Closed for years, Ohio golf course to be absorbed by national park

 A golf course shuttered for nearly five years will be repurposed for the greater good.

The National Park Service recently closed on the purchase of the former Brandywine Country Club, and will remediate the land with the intention of incorporating the 215-acre golf course into Cuyahoga Valley National Park.

011923brandywine2.jpgThe park service bought the property from the Conservancy for Cuyahoga Valley National Park, a land trust that acquired the property in 2021, three years after the club's former owner committed suicide.

Remediation of the property to incorporate it into the national park is expected to begin this year. According to the National Park Service, 2.4 million people visit the park annually, making it the country's 11th most popular national park. HZW Environmental Consultants of nearby Mentor, Ohio will manage the project along with the park.
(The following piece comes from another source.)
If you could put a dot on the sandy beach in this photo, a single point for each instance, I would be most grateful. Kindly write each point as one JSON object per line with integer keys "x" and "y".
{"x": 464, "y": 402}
The park will remain closed until the project is completed.

Brandywine was one of 120 golf courses that closed nationwide in 2018, but not for the same reasons as many of the other 2,200 closings that have occurred during most of the past two decades.

Sure, the course had a little debt, but nothing compared to what many other upside-down courses have experienced.

The course was designed and built by Earl Yesberger in the 1960s. Yesberger died in 1988, leaving the property to his son, Brett, who died in 2009. Brett's son, Ryan Yesberger, inherited the property, but by then he also had inherited a host of other troubles he would not be able to overcome. 

Troubled by personal tragedy, including the death of two friends in a crash in which he was the driver when he was 17, ultimately were more than Ryan Yesberger could overcome. In 2018, police were called to the club for a disturbance. When police arrived, Yesberger hit one over the head with an object, disabling him. Yesberger, police said, then took the officer's gun and fatally shot himself.

The golf course, then a ship without a rudder, has been coveted by the park service ever since. The transaction closed Dec. 28

"Since 2019, the Conservancy worked diligently to save this property in the heart of our park to protect habitat as well as create a space for all to enjoy the land and Cuyahoga River," Deb Yandala, president and CEO, of Conservancy for Cuyahoga Valley National Park, told WKYC in Cleveland.

Brandywine is the second idle golf course in northeastern Ohio to be sold for open land use in the past several months.

In December, Ohio Western Reserve National Cemetery purchased Rawiga Golf Club in Rittman for the purpose of incorporating the club's 156 acres into the cemetery for future expansion.